370 million hectares burn each year
Climate change and land use changes have led to increasingly frequent and extreme wildfires in recent years with disastrous effects on ecosystems, livelihoods and national economies.
Globally, over 370 million hectares of land burn every year, releasing over 1.8 billion tonnes of greenhouse gases. While wildfires in forests only account for 5 percent of the land burned, they contribute to more than 80 percent of these emissions.
Some fires occur naturally, but humans cause at least 90 percent of them, and extreme wildfires are set to become about 50 percent more frequent by the end of the century.
Countries are spending vast resources on emergency response efforts to fight fires when they strike and have increasingly been calling for support from the international fire community to reduce the impacts and build their capacity to address wildfires before they start.

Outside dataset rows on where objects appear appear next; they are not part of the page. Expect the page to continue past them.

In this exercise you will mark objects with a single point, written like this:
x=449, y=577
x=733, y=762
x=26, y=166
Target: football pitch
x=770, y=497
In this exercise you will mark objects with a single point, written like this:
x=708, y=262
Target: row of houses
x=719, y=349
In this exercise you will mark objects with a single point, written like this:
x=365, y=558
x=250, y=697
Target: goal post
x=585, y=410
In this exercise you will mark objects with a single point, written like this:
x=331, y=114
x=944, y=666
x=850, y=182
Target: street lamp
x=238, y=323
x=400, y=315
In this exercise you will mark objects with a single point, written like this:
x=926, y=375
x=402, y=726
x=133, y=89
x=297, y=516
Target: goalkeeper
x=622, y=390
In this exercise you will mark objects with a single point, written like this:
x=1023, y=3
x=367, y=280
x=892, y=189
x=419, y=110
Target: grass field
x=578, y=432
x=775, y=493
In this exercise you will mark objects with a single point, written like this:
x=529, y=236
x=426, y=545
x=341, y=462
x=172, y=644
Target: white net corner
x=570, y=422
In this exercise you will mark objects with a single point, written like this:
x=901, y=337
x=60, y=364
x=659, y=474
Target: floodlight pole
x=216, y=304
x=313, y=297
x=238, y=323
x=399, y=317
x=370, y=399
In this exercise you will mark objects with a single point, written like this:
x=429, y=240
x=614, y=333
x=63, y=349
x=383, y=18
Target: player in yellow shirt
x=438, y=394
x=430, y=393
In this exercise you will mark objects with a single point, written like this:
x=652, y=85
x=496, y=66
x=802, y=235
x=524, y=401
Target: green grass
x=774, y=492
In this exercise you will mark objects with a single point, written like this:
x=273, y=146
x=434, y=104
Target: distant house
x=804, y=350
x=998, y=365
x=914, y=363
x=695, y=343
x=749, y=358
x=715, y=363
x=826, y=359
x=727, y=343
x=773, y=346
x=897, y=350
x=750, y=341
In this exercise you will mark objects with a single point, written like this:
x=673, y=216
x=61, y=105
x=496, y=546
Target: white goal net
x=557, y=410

FAO has worked with global partners to develop an integrated fire management approach that addresses fire issues holistically, considering biological, environmental, cultural, social, economic and political interactions. The approach considers every aspect of fires from their causes to risks, response, readiness, response and recovery. It needs to be embedded into policies and strategies across all sectors and diverse stakeholders, including Indigenous Peoples and rural communities living in and near forests, must be involved.
“The Global Fire Management Hub – by drawing on this vast expertise – promises to have a major impact of reducing the many negative effects of wildfires on people, landscapes, and global climate,” said Tiina Vähänen, Deputy Director of FAO’s Forestry Division.